Penyalahgunaan Narkotika dan obat obatan terlarang merupakan fenomena sosial yang telah lama menjadi masalah sosial di masyarakat. “Hal ini dibuktikan dengan banyaknya kasus penyalahgunaan Narkoba yang terjadi dalam beberapa tahun ini,” ungkapnya.
Mengutip dari data BNN Pusat, angka Prevalensi atau tingkat penyebaran penyalahgunaan narkoba dalam kurun waktu 2019 meningkat dari 1,80% menjadi 1,95% pada tahun 2021 dan terjadi peningkatan terpaparnya narkoba pada kelompok umur 15-24 tahun dan 50-64 tahun terutama di pedesaan.
“Maka dari itu, memberi pemahaman dan edukasi tentang bahaya narkoba harus terus digalakkan,” katanya.

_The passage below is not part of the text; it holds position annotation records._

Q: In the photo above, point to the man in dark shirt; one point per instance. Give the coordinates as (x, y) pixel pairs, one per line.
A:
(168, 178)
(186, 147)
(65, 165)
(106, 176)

Diperlukan sinergitas antar stakeholder agar permasalahan narkoba dapat diatasi. Dia berharap kegiatan ini dapat diikuti dengan seksama khususnya oleh generasi muda untuk membentengi diri, teman dan keluarga dari jeratan narkotika.
Karena narkotika tidak hanya berkonsekuensi hukum dan merusak Kesehatan tetapi juga dapat menghancurkan masa depan generasi muda, bangsa dan negara.